The metabolic and hormonal changes during and after the exercise are the inductors for the specific synthesis of proteins that assures an increase in the most active cellular structures and an increase of the enzyme molecules catalyzed in the metabolic pathways.
The idea of the scheme in Figure 2 therefore indicates that each training exercise results in specific changes in the organism which are necessary to obtain the objectives of training. Collectively the changes caused by the various exercises assure an increased performance level.
The advantages of using this scheme in the practical organization of training are:
o Each exercise will be performed in order to achieve a concrete objective in the form of a certain change in the organism.
o The resulting changes make it possible to check the effectiveness of each exercise (or at least a group of exercises).
“Blind”exercising will be avoided this way and training will become a well controlled process. However, changes in the organism are not the only objective.
They will also serve as means for an operative feedback to control the effectiveness of training (Figure 3).
The feedback from the changes in the organism is more specific in comparison to the feedback obtained from improved physical capacities and competition results. The feedback from physical capacities and competition results is an integral one, summing up the total positive and negative changes that might have occurred during a prolonged period. The conclusions made from this kind of feedback are therefore only relatively truthful, allowing the evaluation of a general trend but not the details of the whole training process.
Carrying out feedback from the changes in the organism is in reality a complicated task. There are two possibilities available to the coach:
o To use the help of sport physicians and special laboratories.
o To be supplied with tests that describe indirectly but with sufficient validity the main changes in the organism caused by certain training exercises.
Whatever the case, coaches must understand the corresponding information in order to use it for the guidance of training processes. The practical use of the scheme outlined above requires an understanding of what are the necessary changes to achieve. The aim of training - a top level performance. This, in turn, leads to an analysis of factors that limit performances in a particular event in order to find the best solution (Figure 4).

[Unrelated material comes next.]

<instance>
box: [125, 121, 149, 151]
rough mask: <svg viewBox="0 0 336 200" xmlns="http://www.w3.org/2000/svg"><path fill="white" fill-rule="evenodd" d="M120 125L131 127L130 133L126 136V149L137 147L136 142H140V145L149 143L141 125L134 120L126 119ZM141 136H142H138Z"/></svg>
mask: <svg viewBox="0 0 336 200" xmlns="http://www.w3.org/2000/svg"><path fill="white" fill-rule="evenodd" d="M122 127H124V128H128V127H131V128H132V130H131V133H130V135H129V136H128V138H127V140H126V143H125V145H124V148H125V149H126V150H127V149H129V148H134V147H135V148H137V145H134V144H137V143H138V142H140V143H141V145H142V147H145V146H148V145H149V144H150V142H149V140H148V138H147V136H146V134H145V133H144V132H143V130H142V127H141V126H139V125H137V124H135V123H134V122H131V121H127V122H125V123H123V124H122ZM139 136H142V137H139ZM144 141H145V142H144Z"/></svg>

Top level competition results depend on training, as well as on genetic characteristics. However, it must be emphasized that there are no genetically induced factors that directly determine competition results in any single event. The positive (or negative) significance of genetic factors become apparent in training. There is an interrelation. Training makes it possible to use genetically induced manifestations in the improvements of performances. At the same time, the effectiveness of training in various directions depends on the susceptibility of the organism to the various training exercises.
The tasks related to the achievement of top level performances have to be rationally distributed over the whole 10- to 12-year period during which a prepubertal boy or girl is developed into a champion. The training strategy has to determine how to distribute the tasks, taking into consideration the development of the organism during adolescence. This means that the most favorable age periods have to be found to induce the necessary structural, metabolic and functional changes. The distribution of the various tasks within a year’s meso and microcycles also belong to the strategy of training.
The carrying out of the induction of the necessary changes is part of the training tactics, responsible for finding the most rational ways and finally the necessary training methods and exercises.